Vue de l’exposition Latifa Echakhch, L’Air du temps – Prix Marcel Duchamp 2013, Centre Pompidou, Paris, 2014. Courtesy de l’artiste et des galeries Dvir, Tel Aviv, Kaufmann Repetto, Milan, kamel mennour, Paris, Eva Presenhuber, Zurich

[exponaute] Comment avez-vous conçu cette installation pour l’Espace 315 du Centre Pompidou ?

[Latifa Echakhch] L’œuvre a vraiment été conçue pour et à partir de cet espace, mais aussi à partir d’une histoire particulière. Cette salle en longueur, avec ses lignes de fuite, est parfaite pour réaliser quelque chose qui soit de l’ordre du paysage, de la déambulation. Je ne voulais pas mettre des cloisons, accrocher des objets aux murs. J’ai beaucoup travaillé ces derniers temps sur les notions de scène, de décor, d’après spectacle, de lieu désœuvré, d’abandon. Ici c’est un peu la même chose : on ne sait pas si l’événement n’a pas encore eu lieu, ou doit avoir lieu.

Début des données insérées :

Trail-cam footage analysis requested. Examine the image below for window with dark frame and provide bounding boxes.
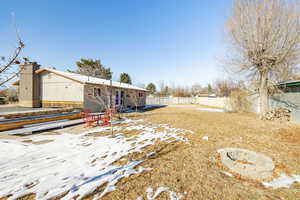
[94,88,101,97]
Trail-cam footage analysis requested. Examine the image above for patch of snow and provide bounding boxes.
[262,174,300,189]
[202,136,208,141]
[197,108,224,112]
[0,122,190,199]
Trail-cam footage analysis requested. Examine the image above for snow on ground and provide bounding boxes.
[0,120,191,199]
[202,136,208,141]
[263,174,300,189]
[137,187,183,200]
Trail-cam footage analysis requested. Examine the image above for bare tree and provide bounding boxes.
[226,0,300,116]
[0,39,25,87]
[0,13,24,88]
[191,83,202,96]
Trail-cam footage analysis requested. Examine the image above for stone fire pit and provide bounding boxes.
[218,148,274,181]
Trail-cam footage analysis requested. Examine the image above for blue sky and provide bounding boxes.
[0,0,231,86]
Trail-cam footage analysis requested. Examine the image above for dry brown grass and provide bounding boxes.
[2,107,300,200]
[103,108,300,200]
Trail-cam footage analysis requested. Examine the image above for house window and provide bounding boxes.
[94,88,101,97]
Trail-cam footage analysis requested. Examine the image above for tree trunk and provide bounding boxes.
[259,73,269,117]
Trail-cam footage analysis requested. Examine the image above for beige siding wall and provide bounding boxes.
[40,72,84,107]
[84,85,146,112]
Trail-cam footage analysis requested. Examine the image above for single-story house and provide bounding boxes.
[13,62,147,111]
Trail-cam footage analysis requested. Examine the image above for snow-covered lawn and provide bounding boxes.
[0,120,191,199]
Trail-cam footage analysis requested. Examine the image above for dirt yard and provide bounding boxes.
[0,106,300,200]
[104,106,300,200]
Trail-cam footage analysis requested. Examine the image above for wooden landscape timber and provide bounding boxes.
[0,108,74,119]
[0,112,80,131]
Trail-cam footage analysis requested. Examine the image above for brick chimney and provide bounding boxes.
[19,62,40,108]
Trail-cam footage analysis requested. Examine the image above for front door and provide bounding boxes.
[115,90,121,106]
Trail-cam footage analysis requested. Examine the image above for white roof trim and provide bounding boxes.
[41,68,147,92]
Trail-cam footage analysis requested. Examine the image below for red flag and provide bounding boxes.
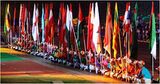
[104,3,112,54]
[48,3,54,44]
[59,3,67,49]
[44,4,50,43]
[12,7,16,36]
[87,3,94,50]
[21,4,26,35]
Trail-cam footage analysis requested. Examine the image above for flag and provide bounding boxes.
[104,3,112,55]
[112,2,119,58]
[4,4,10,34]
[20,4,26,36]
[44,4,50,43]
[58,3,67,49]
[131,3,138,59]
[32,4,39,42]
[18,4,22,37]
[48,3,54,44]
[92,2,101,53]
[41,5,45,43]
[66,4,76,48]
[151,2,156,59]
[77,4,84,48]
[87,3,94,50]
[12,7,16,35]
[58,3,67,49]
[123,2,132,57]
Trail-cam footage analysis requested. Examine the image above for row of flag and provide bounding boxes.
[4,2,156,59]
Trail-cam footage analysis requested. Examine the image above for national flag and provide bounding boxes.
[104,3,112,55]
[123,2,130,32]
[41,5,45,43]
[151,2,157,59]
[32,4,39,42]
[77,4,83,48]
[12,7,16,35]
[112,2,119,58]
[58,3,67,49]
[87,3,94,50]
[92,2,101,53]
[21,4,26,36]
[66,4,76,48]
[123,2,132,57]
[131,3,138,59]
[44,4,50,43]
[48,3,54,44]
[4,4,10,34]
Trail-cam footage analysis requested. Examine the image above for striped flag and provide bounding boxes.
[41,5,45,43]
[151,2,156,59]
[77,4,83,49]
[87,3,94,50]
[32,4,39,42]
[104,3,112,55]
[112,2,119,58]
[12,7,16,35]
[48,3,54,44]
[4,4,10,34]
[44,4,50,43]
[92,2,101,53]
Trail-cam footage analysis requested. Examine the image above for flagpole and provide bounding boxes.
[118,33,122,57]
[83,29,86,51]
[152,56,154,77]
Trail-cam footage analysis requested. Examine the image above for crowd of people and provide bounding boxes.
[9,38,156,83]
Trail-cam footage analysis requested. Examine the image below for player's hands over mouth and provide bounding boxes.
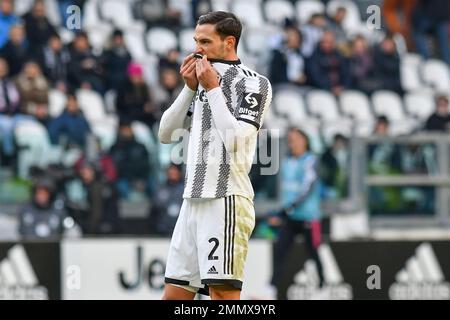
[196,55,219,91]
[180,53,198,91]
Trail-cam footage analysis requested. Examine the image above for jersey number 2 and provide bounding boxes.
[208,238,219,260]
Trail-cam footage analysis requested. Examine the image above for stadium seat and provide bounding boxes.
[321,121,352,146]
[85,23,113,52]
[421,59,450,92]
[99,0,141,29]
[306,90,340,121]
[91,118,118,150]
[295,0,325,24]
[372,90,418,134]
[14,120,61,179]
[263,107,289,137]
[400,53,424,91]
[179,28,195,54]
[146,27,178,55]
[273,87,308,124]
[77,89,107,123]
[242,26,280,56]
[372,90,406,121]
[264,0,295,26]
[339,90,373,122]
[48,89,67,117]
[326,0,363,31]
[405,92,435,121]
[124,30,147,61]
[230,0,264,28]
[104,89,117,114]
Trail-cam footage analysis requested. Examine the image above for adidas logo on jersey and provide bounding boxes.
[207,266,218,274]
[0,244,48,300]
[286,244,353,300]
[389,243,450,300]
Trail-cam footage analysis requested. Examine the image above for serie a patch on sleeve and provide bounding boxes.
[237,92,263,129]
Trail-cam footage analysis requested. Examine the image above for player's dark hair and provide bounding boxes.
[197,11,242,50]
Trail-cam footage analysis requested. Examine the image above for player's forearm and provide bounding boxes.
[206,87,257,152]
[158,86,195,143]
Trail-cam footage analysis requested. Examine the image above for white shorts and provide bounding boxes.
[165,195,255,293]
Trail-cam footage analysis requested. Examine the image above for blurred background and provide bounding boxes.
[0,0,450,299]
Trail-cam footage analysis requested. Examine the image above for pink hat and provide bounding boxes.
[127,62,143,76]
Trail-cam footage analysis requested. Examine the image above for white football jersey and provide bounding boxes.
[183,60,272,200]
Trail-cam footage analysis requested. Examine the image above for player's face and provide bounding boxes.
[194,24,228,59]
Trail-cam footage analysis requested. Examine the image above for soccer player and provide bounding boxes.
[159,11,272,300]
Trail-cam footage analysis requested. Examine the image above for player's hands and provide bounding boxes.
[196,55,219,91]
[180,53,198,91]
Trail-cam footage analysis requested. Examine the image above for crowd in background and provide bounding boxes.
[0,0,450,236]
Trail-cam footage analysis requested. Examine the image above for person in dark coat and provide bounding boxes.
[424,95,450,131]
[0,24,30,77]
[306,31,351,95]
[23,0,57,54]
[150,164,184,236]
[109,120,150,199]
[49,93,91,148]
[19,178,67,239]
[102,29,131,90]
[374,35,403,95]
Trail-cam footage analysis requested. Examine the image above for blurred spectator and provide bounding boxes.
[350,35,381,94]
[368,116,402,213]
[319,134,350,199]
[133,0,181,29]
[69,32,104,93]
[49,92,91,148]
[300,13,327,58]
[56,0,86,27]
[16,61,49,113]
[374,35,403,94]
[109,120,150,199]
[116,62,157,129]
[269,26,306,85]
[424,95,450,131]
[150,164,184,236]
[327,7,348,52]
[39,34,70,92]
[28,103,53,130]
[368,115,400,173]
[23,0,57,54]
[0,58,27,165]
[382,0,417,51]
[0,0,19,49]
[413,0,450,65]
[268,128,324,298]
[74,139,117,183]
[70,161,119,234]
[102,29,131,90]
[19,178,66,239]
[191,0,214,28]
[158,49,180,72]
[307,31,351,95]
[152,68,183,115]
[0,24,30,77]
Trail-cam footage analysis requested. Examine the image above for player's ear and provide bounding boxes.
[225,36,236,49]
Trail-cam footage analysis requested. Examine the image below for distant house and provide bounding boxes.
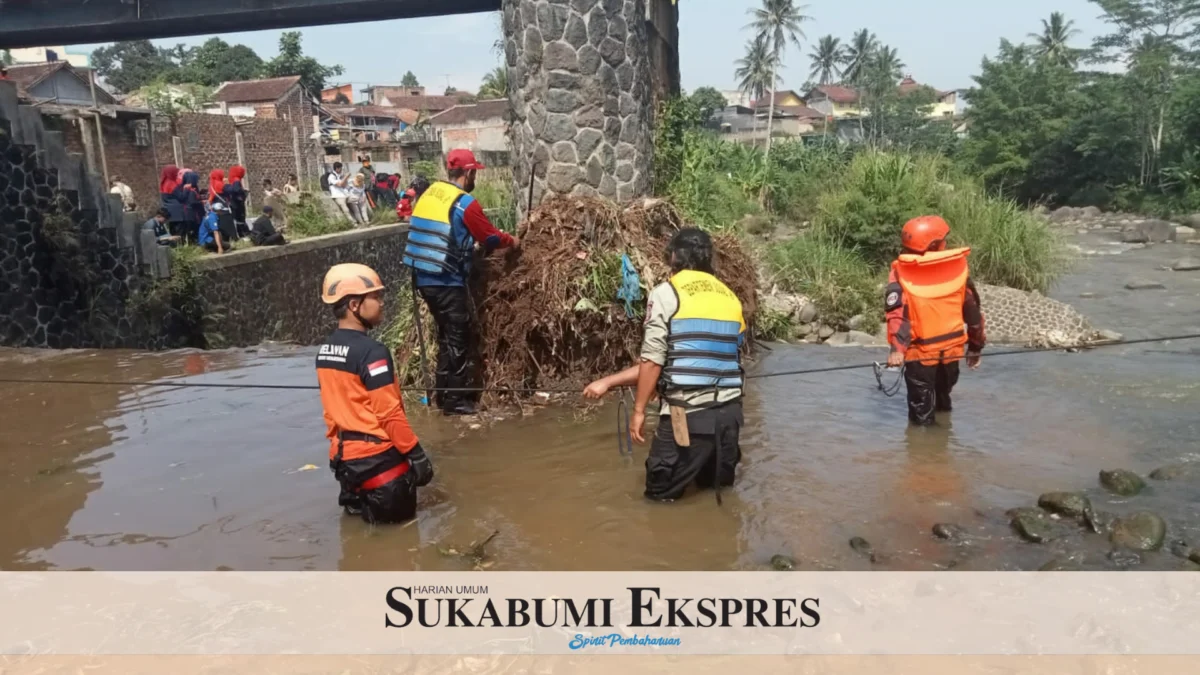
[334,106,420,142]
[360,84,425,106]
[320,84,354,106]
[430,98,510,158]
[8,46,91,68]
[900,76,959,118]
[805,84,863,119]
[8,61,116,106]
[211,76,313,123]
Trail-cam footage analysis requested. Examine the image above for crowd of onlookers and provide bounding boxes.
[135,157,430,253]
[148,165,300,253]
[320,157,430,227]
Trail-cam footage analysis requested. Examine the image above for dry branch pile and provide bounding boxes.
[388,197,756,389]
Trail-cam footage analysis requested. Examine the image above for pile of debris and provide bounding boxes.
[397,197,757,389]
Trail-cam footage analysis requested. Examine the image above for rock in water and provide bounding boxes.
[1084,509,1117,534]
[770,554,796,572]
[1171,539,1192,560]
[850,537,876,562]
[934,522,965,539]
[1108,548,1141,569]
[1126,279,1166,291]
[1110,512,1166,551]
[1009,508,1055,544]
[1150,464,1195,480]
[1038,492,1092,520]
[1100,468,1146,497]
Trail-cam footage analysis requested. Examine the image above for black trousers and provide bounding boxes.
[418,286,475,410]
[644,400,744,501]
[330,448,416,525]
[904,362,959,426]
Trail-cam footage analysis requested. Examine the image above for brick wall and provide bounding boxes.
[42,115,159,217]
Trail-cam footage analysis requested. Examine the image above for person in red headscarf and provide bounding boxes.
[226,165,250,237]
[209,169,227,207]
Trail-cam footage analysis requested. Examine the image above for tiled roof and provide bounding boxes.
[376,96,458,113]
[812,84,858,103]
[212,76,300,103]
[430,98,509,126]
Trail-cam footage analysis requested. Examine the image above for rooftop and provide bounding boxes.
[212,76,300,103]
[430,98,509,125]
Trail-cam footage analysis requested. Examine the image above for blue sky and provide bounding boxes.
[80,0,1105,98]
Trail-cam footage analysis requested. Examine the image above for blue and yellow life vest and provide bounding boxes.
[662,270,746,389]
[403,180,474,275]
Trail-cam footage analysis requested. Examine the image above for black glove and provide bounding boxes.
[404,443,433,488]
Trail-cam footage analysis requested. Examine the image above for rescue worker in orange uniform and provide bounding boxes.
[317,263,433,524]
[883,216,986,426]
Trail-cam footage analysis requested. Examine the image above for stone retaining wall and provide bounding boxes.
[194,225,409,347]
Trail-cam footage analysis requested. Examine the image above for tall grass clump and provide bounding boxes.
[767,233,883,324]
[815,151,1067,291]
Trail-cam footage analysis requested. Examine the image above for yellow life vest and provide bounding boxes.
[403,180,470,274]
[662,270,746,389]
[892,249,971,363]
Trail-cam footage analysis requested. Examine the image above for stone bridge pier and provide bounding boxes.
[503,0,679,217]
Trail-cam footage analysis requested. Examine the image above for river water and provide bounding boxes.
[0,234,1200,571]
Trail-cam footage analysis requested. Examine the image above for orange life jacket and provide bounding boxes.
[892,247,971,364]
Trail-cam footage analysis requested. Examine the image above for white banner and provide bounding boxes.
[0,572,1200,656]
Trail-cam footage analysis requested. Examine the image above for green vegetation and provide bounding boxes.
[288,192,354,239]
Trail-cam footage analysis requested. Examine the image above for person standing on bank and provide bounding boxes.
[317,263,433,524]
[883,216,986,426]
[583,228,746,502]
[403,149,521,414]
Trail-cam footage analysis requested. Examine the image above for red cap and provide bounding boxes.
[446,148,487,171]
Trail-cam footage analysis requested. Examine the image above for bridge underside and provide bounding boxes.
[0,0,502,49]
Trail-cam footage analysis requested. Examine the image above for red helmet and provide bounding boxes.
[900,216,950,253]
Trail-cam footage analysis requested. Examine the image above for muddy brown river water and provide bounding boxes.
[0,234,1200,571]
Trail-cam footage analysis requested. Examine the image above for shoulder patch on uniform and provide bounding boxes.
[367,359,388,377]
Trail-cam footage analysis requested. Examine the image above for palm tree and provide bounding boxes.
[746,0,811,184]
[870,44,905,84]
[1030,12,1079,67]
[809,35,846,84]
[479,66,509,98]
[841,28,880,84]
[733,36,776,101]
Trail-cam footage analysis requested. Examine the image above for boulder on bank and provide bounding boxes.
[1110,512,1166,551]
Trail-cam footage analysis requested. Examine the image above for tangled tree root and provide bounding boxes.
[397,197,757,398]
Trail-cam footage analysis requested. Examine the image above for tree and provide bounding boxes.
[1030,12,1079,67]
[91,40,182,92]
[170,37,263,86]
[479,66,509,98]
[265,30,343,94]
[809,35,846,84]
[733,36,778,101]
[841,28,880,84]
[962,41,1088,202]
[746,0,811,177]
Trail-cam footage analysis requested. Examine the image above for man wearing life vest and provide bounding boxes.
[404,149,520,414]
[583,228,746,501]
[317,263,433,522]
[883,216,986,426]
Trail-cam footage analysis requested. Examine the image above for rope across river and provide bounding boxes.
[0,333,1200,394]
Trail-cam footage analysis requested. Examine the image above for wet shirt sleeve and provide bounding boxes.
[642,283,678,365]
[359,342,416,453]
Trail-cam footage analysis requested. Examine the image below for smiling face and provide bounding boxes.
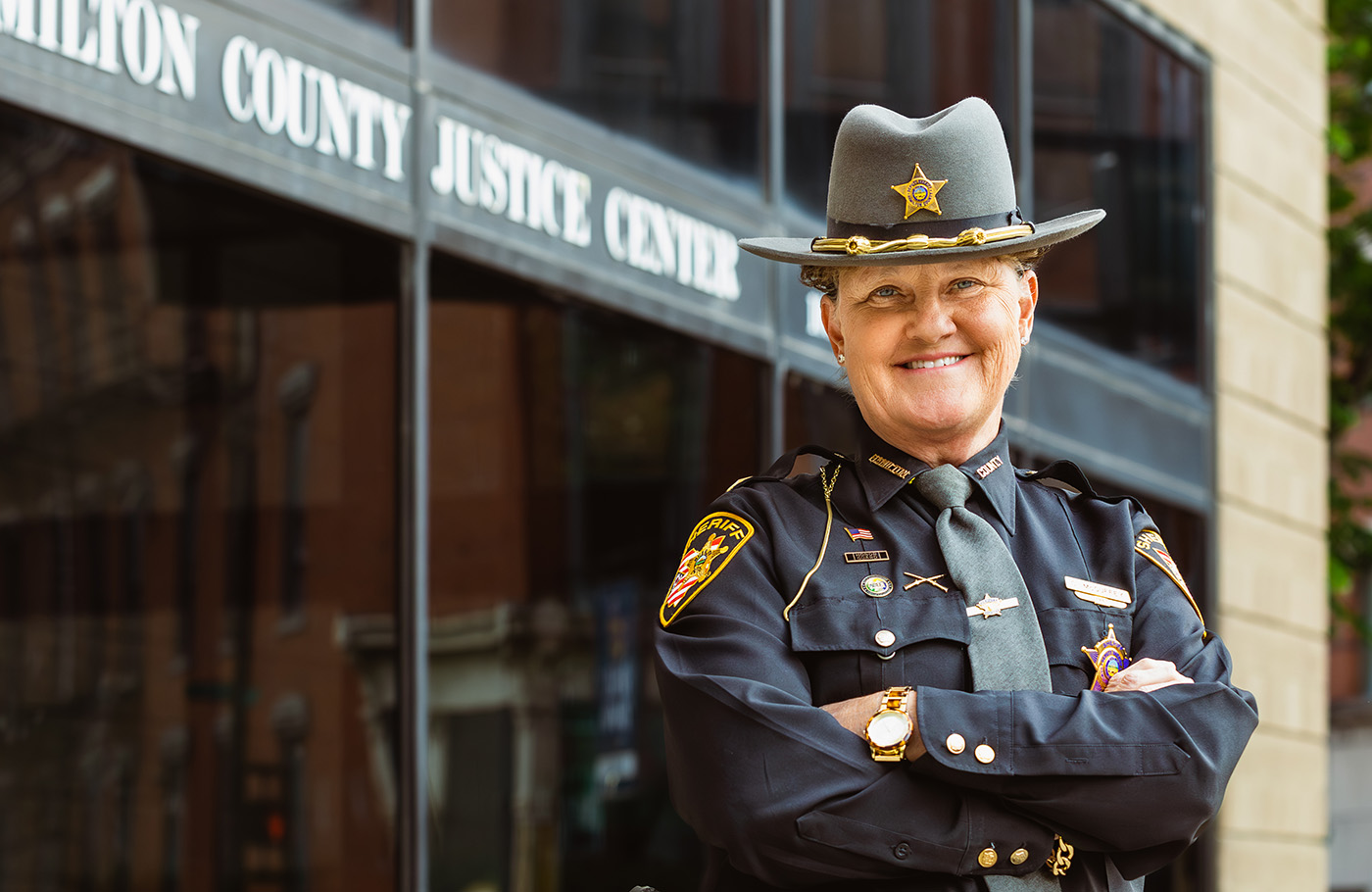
[823,258,1039,464]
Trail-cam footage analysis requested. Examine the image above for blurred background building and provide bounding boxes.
[0,0,1328,892]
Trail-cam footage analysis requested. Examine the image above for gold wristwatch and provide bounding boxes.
[865,686,915,762]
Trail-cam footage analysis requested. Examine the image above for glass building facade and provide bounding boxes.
[0,0,1213,892]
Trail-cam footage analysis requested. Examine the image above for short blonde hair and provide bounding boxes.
[800,246,1049,298]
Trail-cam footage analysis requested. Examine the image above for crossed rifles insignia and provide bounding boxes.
[905,572,948,591]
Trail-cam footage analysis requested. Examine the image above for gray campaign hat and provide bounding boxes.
[738,97,1105,267]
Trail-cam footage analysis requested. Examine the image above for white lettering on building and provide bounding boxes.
[429,116,593,247]
[220,35,412,182]
[0,0,200,102]
[605,186,741,301]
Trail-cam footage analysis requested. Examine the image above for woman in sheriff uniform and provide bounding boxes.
[656,99,1258,892]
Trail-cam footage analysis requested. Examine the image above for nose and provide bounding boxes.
[906,298,957,343]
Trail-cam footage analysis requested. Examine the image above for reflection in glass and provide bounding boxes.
[783,0,1015,217]
[0,109,399,892]
[433,0,762,191]
[429,255,768,892]
[1033,0,1206,381]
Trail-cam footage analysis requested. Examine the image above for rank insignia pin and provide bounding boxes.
[1081,623,1129,690]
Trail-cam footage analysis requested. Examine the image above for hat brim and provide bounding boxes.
[738,209,1105,267]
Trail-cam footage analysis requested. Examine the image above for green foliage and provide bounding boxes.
[1325,0,1372,618]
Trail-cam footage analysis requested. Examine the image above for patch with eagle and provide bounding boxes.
[659,511,754,628]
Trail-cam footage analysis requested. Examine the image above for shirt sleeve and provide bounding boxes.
[656,488,1053,885]
[916,499,1258,877]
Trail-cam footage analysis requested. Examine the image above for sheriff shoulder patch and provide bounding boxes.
[658,511,754,628]
[1133,529,1204,625]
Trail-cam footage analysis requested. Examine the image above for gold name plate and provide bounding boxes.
[1062,576,1133,610]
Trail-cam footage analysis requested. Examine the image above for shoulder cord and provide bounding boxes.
[781,466,843,623]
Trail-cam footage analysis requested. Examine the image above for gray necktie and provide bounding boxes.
[915,466,1060,892]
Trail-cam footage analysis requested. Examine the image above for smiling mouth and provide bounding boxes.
[900,357,967,370]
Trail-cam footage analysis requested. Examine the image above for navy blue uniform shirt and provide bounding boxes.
[656,431,1258,892]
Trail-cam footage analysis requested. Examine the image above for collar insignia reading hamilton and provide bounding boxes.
[844,550,891,564]
[891,165,948,220]
[867,453,909,480]
[659,511,754,628]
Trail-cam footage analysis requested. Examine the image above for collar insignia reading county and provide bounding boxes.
[906,573,948,591]
[977,456,1005,480]
[867,453,909,480]
[844,552,891,564]
[659,511,754,628]
[861,573,896,598]
[1062,576,1133,610]
[1081,623,1129,690]
[967,594,1019,619]
[891,165,948,220]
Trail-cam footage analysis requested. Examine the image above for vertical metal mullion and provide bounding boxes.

Vous parlez d’un espace « désœuvré », au sens de « sans œuvre » ?

Le vide total n’existe pas. L’idée de désœuvrement est plutôt existentielle, politique, comme celle que Jean-Luc Nancy évoque dans La Communauté désœuvrée. C’est aussi elle que l’on voit dans la Melencolia de Dürer : le personnage a à ses pieds des outils, une pierre bizarre, tout ce qu’il faut pour créer, et pourtant il reste là, sans rien faire. Le désœuvrement, ça n’est pas forcément qu’on ne peut pas faire œuvre, mais que le sens, l’énergie, l’impulsion ne sont pas là à ce moment-là.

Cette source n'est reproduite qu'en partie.